19.22 Example: Parsing a Function
Source:
def square(x):
return x * xToken-level view:
NAME "def"
NAME "square"
LPAR "("
NAME "x"
RPAR ")"
COLON ":"
NEWLINE
INDENT
NAME "return"
NAME "x"
STAR "*"
NAME "x"
NEWLINE
DEDENT
ENDMARKERAST-level view:
Module
FunctionDef
name: "square"
args:
arguments
arg: "x"
body:
Return
BinOp
left: Name "x", Load
op: Mult
right: Name "x", LoadThe parser creates this hierarchy because the grammar says:
a module contains statements
a function definition is a statement
a function body is a block
a return statement can contain an expression
a multiplication expression contains two operands
a name expression loads a valueEach level gives meaning to the flat token stream.
19.23 Example: Parsing an if Statement
Source:
if score >= 60:
result = "pass"
else:
result = "fail"AST shape:
Module
If
test:
Compare
left: Name "score"
op: GtE
comparator: Constant 60
body:
Assign
target: Name "result", Store
value: Constant "pass"
orelse:
Assign
target: Name "result", Store
value: Constant "fail"The parser must attach else to the correct if.
Indentation tokens help here. The else appears after the DEDENT ending the first block, but at the same indentation level as the if.
This is one place where Python’s layout-sensitive syntax interacts directly with parser structure.
19.24 Example: Parsing a Comprehension
Source:
squares = [x * x for x in values if x > 0]AST shape:
Assign
target: Name "squares", Store
value:
ListComp
element:
BinOp
Name "x"
Mult
Name "x"
generators:
comprehension
target: Name "x", Store
iter: Name "values", Load
ifs:
Compare
Name "x"
Gt
Constant 0Comprehensions are expression syntax, but they contain assignment-like targets and nested clauses.
The parser must distinguish:
[x * x for x in values]from a list literal:
[x * x, y]Both begin with [ and an expression. The token sequence after the first expression determines which structure the parser builds.
19.25 Parser Boundaries
The parser does not execute code.
It does not call functions:
f()It only builds a call node.
It does not import modules:
import osIt only builds an import node.
It does not resolve names:
x + yIt only builds name and binary operation nodes.

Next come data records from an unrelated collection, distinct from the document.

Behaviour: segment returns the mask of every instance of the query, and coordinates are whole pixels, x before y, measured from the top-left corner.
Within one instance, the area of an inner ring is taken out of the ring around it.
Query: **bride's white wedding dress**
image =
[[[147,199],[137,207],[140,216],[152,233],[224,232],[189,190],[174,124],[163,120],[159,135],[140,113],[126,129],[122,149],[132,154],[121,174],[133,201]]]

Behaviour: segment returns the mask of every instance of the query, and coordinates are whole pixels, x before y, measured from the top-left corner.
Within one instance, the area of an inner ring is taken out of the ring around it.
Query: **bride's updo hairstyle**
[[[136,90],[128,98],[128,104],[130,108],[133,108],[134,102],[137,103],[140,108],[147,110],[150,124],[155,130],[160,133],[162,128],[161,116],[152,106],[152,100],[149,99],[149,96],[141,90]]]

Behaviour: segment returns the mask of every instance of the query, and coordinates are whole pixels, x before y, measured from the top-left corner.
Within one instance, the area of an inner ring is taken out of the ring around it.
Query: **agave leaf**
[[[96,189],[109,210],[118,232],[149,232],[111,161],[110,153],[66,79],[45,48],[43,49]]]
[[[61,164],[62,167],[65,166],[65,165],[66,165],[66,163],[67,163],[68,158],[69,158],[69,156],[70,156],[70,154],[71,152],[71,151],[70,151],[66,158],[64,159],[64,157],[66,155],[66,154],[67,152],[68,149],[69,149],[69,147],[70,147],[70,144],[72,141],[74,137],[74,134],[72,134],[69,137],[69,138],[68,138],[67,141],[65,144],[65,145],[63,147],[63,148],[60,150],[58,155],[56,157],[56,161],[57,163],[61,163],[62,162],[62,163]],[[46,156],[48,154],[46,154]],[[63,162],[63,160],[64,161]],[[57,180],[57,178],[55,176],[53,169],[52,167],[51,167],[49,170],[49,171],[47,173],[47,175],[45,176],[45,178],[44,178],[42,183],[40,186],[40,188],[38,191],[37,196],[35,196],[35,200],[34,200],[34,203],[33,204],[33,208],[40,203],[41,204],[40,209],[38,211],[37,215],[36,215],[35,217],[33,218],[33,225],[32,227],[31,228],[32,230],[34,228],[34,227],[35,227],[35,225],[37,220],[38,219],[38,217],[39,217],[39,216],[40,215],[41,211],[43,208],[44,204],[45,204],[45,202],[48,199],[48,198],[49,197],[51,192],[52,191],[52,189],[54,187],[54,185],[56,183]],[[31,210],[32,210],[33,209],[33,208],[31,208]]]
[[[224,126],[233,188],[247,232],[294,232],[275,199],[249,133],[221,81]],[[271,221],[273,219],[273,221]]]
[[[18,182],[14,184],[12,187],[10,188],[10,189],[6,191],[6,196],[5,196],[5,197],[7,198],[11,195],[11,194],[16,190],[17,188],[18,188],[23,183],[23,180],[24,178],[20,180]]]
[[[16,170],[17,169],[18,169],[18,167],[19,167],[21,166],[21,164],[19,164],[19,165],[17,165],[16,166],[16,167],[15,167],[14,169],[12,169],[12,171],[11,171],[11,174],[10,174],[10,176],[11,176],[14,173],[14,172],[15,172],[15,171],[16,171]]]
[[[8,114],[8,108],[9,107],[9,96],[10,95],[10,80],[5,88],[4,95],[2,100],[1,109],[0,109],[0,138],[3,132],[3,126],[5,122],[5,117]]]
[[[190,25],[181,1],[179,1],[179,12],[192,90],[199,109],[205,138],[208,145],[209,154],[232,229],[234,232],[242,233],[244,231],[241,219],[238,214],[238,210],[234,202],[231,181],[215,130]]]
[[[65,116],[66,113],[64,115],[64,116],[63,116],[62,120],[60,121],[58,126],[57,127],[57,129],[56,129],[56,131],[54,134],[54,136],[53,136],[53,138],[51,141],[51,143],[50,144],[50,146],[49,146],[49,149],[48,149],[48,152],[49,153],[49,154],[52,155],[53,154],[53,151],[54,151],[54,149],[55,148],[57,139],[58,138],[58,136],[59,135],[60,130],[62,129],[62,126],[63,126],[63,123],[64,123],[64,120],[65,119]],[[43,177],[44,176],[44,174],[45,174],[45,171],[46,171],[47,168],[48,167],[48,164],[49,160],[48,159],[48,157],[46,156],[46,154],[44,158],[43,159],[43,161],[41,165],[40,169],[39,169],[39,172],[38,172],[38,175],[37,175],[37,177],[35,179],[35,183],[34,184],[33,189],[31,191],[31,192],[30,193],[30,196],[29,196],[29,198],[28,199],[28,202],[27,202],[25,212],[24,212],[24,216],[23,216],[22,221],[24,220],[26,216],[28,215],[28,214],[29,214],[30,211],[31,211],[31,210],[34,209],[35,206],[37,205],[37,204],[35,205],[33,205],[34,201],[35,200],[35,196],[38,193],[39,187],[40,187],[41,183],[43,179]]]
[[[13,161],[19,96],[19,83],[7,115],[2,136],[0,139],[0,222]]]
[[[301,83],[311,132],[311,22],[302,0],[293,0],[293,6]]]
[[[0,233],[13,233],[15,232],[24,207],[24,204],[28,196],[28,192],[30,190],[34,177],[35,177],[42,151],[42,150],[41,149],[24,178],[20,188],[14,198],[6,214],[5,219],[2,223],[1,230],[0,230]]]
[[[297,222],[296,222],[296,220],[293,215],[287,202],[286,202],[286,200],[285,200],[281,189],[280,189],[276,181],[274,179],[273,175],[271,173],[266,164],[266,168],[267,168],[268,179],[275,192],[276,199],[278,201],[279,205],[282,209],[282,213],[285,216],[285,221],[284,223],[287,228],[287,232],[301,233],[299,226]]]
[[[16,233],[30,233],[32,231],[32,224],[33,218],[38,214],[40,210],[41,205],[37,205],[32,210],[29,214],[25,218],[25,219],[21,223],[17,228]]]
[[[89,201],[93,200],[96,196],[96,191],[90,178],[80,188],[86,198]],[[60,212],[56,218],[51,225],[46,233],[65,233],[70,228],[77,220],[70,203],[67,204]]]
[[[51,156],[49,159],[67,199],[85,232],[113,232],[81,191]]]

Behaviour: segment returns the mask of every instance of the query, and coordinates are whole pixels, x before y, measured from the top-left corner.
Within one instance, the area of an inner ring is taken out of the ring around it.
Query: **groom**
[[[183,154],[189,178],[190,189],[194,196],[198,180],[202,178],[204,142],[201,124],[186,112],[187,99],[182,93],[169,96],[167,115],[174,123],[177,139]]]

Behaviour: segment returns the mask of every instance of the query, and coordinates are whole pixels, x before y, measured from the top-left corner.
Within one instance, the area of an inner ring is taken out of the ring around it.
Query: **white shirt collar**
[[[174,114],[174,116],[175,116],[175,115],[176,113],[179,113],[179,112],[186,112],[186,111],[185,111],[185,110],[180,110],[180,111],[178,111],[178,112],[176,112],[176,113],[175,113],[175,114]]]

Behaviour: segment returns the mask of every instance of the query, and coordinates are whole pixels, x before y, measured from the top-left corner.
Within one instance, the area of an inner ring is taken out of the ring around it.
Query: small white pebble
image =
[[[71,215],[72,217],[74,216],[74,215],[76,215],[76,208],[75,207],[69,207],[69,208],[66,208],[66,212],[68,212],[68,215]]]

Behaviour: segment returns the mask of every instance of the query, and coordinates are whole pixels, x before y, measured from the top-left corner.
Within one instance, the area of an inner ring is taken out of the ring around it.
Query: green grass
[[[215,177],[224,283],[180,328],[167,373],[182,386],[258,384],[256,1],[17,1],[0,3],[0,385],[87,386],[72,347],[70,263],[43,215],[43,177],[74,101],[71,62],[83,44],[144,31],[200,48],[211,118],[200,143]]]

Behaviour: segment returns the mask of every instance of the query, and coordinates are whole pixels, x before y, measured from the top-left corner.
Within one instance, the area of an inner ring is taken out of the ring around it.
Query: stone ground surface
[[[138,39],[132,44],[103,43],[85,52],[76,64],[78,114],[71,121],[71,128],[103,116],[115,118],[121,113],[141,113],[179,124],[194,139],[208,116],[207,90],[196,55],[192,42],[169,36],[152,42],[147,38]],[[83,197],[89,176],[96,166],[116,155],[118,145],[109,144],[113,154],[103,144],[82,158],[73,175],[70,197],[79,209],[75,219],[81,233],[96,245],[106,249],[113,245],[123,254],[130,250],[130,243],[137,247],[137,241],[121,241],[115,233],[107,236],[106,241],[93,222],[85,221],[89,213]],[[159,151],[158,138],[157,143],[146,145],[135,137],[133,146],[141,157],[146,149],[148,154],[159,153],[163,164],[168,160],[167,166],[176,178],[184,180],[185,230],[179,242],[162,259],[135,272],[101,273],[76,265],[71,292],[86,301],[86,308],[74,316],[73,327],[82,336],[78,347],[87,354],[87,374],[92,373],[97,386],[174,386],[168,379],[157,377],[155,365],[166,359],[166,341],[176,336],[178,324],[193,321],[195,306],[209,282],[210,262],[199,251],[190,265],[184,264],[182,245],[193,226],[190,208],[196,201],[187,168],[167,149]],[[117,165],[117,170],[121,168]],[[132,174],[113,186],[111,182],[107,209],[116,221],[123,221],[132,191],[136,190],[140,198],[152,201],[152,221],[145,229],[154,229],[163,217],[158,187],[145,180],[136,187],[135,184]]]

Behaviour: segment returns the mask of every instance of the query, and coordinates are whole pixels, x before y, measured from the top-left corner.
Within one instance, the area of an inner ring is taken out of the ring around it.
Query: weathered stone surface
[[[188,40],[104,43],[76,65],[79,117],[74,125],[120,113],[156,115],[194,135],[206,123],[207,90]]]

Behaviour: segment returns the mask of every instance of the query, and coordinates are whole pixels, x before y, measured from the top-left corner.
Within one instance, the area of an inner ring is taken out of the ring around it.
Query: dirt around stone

It does not evaluate constants beyond what the AST layer represents.
The parser’s job is structural. Later phases assign scope, generate bytecode, and execute operations.
19.26 Minimal Mental Model
Use this model:
The tokenizer emits a flat stream of tokens.
The parser matches that stream against Python grammar.
CPython’s modern parser is PEG-based.
Grammar alternatives are ordered.
The parser builds an AST.
The AST records statements, expressions, contexts, and source locations.
Syntax errors are raised when the token stream cannot form valid grammar.
Some validity checks happen after parsing.Parsing is where source text first becomes tree-shaped. Everything after this stage works with structure rather than raw token order.